Under the airy dome of the Islamic Cultural Center on Manhattan's Upper East Side, 18-year-old Zahid Attaf, dressed in a resplendent white silk shalwar kameez worn by Pakistani men, sat barefoot across from his 16-year old bride Nabila Ashiq with their relatives lined up alongside. The bride wore a dark red veil over her hair and kept her eyes downcast during the whole event.

PHOTO: Claudia Carlin
Sheikh Omar Abu-Namous is the imam at the Islamic Cultural Center of New York.

Attaf said that, while relatives had made all the arrangements, he was responsible for picking Nabila as his bride. "She wants to learn English and I want to go to college," he said, "so we won't have children right away."

Officiating at the wedding and chanting verses from the Q'ran was Sheikh Omar Saleem Abu-Namous, the center's Imam. The center offers matchmaking services for its Muslim members. The Imam said he will sometimes bless a wedding a day. While men and women request the Imam to find them a partner, each of them has the option of either of accepting or declining a proposal.
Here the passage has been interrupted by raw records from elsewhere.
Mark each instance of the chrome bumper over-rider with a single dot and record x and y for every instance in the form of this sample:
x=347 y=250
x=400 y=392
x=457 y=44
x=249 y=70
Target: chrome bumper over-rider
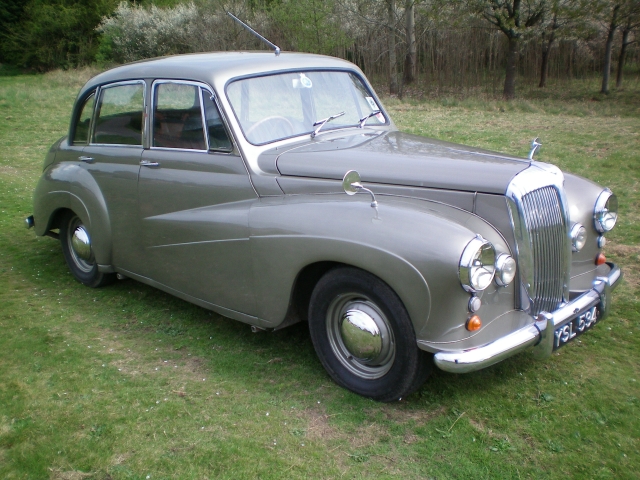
x=540 y=334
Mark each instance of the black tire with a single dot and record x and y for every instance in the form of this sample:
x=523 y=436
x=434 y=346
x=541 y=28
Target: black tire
x=384 y=367
x=82 y=264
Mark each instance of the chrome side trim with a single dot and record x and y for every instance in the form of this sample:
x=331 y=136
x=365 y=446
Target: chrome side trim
x=539 y=334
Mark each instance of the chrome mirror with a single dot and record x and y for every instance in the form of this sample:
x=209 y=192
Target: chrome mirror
x=351 y=185
x=351 y=182
x=534 y=147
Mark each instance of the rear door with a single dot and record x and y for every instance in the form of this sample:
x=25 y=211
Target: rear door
x=112 y=157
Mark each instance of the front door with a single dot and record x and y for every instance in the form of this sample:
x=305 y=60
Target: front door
x=194 y=196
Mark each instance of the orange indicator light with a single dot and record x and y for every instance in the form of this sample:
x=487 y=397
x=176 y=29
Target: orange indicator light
x=474 y=323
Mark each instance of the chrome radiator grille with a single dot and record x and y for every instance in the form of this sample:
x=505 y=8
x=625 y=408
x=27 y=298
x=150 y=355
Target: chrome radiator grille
x=544 y=220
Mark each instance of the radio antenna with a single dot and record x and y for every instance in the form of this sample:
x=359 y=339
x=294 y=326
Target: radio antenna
x=272 y=45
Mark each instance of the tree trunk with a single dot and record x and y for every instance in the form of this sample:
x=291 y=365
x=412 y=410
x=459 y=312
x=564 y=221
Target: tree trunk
x=606 y=70
x=546 y=51
x=393 y=61
x=510 y=77
x=623 y=52
x=410 y=59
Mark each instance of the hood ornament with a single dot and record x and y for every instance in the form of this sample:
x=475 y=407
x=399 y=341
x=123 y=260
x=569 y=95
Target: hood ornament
x=534 y=147
x=351 y=185
x=276 y=48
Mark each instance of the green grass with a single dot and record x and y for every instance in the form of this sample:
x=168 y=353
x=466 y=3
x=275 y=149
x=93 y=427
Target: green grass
x=126 y=382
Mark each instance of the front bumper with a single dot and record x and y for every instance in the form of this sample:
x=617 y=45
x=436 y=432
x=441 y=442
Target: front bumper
x=539 y=334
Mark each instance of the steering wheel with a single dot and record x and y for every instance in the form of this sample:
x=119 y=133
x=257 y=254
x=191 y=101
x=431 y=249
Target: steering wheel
x=262 y=124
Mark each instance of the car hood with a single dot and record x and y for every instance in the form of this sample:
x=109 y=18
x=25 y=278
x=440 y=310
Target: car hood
x=398 y=158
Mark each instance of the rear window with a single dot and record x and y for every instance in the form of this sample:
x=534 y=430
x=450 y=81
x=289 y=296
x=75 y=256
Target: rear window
x=119 y=115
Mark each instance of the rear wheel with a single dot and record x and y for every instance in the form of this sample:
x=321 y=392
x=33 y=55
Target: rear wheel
x=364 y=337
x=76 y=247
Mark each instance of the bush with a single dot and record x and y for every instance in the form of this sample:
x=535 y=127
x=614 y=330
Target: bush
x=135 y=32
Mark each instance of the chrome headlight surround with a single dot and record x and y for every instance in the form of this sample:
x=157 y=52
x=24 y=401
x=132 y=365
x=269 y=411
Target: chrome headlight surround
x=578 y=237
x=605 y=212
x=505 y=269
x=477 y=265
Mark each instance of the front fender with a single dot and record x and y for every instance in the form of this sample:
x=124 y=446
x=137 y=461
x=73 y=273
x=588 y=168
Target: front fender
x=69 y=186
x=407 y=243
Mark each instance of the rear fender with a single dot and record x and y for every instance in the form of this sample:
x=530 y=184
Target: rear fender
x=69 y=186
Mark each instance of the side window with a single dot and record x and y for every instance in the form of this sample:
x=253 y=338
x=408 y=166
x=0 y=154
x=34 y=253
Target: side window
x=81 y=131
x=177 y=117
x=218 y=138
x=119 y=117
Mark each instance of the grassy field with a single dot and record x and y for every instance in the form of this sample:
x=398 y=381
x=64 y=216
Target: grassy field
x=126 y=382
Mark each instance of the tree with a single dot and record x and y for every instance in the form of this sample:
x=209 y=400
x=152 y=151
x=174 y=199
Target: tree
x=393 y=61
x=611 y=30
x=54 y=33
x=513 y=18
x=410 y=35
x=632 y=23
x=617 y=13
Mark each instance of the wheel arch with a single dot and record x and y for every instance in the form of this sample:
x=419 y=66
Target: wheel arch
x=81 y=196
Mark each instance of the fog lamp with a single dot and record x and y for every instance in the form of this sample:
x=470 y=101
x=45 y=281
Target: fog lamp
x=605 y=212
x=474 y=323
x=505 y=269
x=578 y=237
x=477 y=264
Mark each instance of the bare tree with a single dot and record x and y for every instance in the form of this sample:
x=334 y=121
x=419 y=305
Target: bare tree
x=632 y=24
x=410 y=34
x=606 y=68
x=511 y=17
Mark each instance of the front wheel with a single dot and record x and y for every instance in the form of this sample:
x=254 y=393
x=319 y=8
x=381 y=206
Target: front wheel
x=364 y=337
x=77 y=251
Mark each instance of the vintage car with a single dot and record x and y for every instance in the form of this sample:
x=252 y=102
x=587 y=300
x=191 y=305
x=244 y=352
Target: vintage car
x=275 y=188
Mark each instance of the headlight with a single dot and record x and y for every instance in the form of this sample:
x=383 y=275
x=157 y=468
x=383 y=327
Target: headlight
x=578 y=237
x=477 y=264
x=505 y=269
x=605 y=213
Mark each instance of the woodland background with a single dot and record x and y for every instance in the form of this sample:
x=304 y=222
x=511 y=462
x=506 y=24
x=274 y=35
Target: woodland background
x=414 y=47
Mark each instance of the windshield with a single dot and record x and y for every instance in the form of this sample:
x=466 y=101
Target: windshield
x=280 y=106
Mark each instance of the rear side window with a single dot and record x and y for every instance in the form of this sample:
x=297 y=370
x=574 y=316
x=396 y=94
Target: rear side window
x=119 y=115
x=81 y=131
x=177 y=117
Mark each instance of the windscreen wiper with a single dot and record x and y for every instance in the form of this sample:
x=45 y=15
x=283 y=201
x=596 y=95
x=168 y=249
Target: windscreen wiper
x=320 y=123
x=364 y=119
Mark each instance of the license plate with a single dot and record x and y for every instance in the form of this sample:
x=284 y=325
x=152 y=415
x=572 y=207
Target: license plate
x=575 y=327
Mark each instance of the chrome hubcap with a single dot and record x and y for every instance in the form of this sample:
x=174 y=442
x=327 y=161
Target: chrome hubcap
x=80 y=245
x=360 y=336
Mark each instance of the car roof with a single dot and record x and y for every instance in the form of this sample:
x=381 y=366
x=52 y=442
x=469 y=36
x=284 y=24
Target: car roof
x=222 y=66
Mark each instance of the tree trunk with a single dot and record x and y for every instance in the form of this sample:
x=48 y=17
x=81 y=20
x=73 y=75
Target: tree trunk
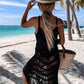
x=77 y=26
x=68 y=20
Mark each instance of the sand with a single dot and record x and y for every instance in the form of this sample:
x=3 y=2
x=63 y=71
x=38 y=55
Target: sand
x=16 y=51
"The other day, a man came in asking to be converted to Islam on the spot. He then asked to be married to the Muslim woman he had brought with him. She agreed and I married them." The Imam chuckled: "To me a one-hour Muslim is as good as a hundred-year Muslim."

Arranged dating

For time-pressed Dennis G., a 41-year old New York City architect, looking for "dates in all the wrong places" was not an option. His taste ran to Asian women and when a friend suggested he check out the "singles club" agency specializing in pairing American men with Asian women, he complied.

PHOTO: Claudia Carlin
Angela Wong of Asian&American Singles Club in Manhattan

Once persuaded to sign up by Angela Wong, the owner of the Midtown Asian&American Singles Club, he was invited to peruse her picture book where scores of Asian women smiled up at him. He picked 15 "possibles" but couldn't bring himself to contact any of them. Then he received a phone call from Jean (not her Chinese name), also a client of Angela Wong's.
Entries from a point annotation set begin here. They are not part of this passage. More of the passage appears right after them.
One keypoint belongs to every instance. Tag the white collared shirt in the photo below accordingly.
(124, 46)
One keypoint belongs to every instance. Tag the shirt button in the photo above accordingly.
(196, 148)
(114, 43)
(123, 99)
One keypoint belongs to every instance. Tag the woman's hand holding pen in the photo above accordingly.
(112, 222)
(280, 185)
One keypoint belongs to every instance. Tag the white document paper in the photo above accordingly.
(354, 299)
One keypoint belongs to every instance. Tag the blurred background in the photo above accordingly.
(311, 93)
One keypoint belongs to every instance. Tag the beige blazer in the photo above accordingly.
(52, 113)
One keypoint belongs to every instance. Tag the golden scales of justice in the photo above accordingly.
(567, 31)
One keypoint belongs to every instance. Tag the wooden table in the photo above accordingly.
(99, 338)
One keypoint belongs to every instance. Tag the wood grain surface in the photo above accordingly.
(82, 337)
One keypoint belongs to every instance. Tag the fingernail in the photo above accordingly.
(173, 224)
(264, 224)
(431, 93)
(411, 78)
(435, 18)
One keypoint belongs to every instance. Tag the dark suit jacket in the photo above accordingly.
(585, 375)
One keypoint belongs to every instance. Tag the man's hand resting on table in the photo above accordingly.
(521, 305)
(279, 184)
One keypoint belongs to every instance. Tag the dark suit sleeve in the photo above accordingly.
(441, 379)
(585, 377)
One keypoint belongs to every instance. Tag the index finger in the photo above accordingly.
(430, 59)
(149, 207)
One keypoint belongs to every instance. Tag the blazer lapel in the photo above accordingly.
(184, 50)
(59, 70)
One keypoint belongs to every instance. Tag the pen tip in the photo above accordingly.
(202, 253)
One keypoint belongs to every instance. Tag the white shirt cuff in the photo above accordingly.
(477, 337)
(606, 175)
"We talked for more than half an hour and I could sense he was a nice, intelligent guy, so I agreed to meet him," said Jean with a bright smile and a squeeze of her husband's hand.

Jean, 39, who after a year of dating became Dennis' wife on January 1, is Chinese and the mother of an 8-year old who will join the couple when Jean's father brings the child from China to New York this summer.
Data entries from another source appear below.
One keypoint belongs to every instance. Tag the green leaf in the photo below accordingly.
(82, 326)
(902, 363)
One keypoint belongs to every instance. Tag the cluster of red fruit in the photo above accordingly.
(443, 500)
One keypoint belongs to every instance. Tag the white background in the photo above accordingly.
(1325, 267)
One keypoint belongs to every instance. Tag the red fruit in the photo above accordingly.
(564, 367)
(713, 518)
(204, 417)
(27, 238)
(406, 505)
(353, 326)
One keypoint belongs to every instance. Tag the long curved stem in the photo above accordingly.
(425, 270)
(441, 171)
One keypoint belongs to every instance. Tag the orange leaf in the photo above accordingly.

"I don't like going to bars," says Jean who introduced her betrothed to her parents and daughter in China last summer. "We don't meet men that way in China. I felt more comfortable seeking Angela's advice, especially since she's a former ballet dancer like me."

Thanks to her monthly parties (the next will take place on March 23, (for information see sidebar), her psychological acumen and personal touch, Wong is convinced that her business has nothing to fear from the Internet dating onslaught. "Whatever the color of their skin," says Wong emphatically, "everyone has a right to love."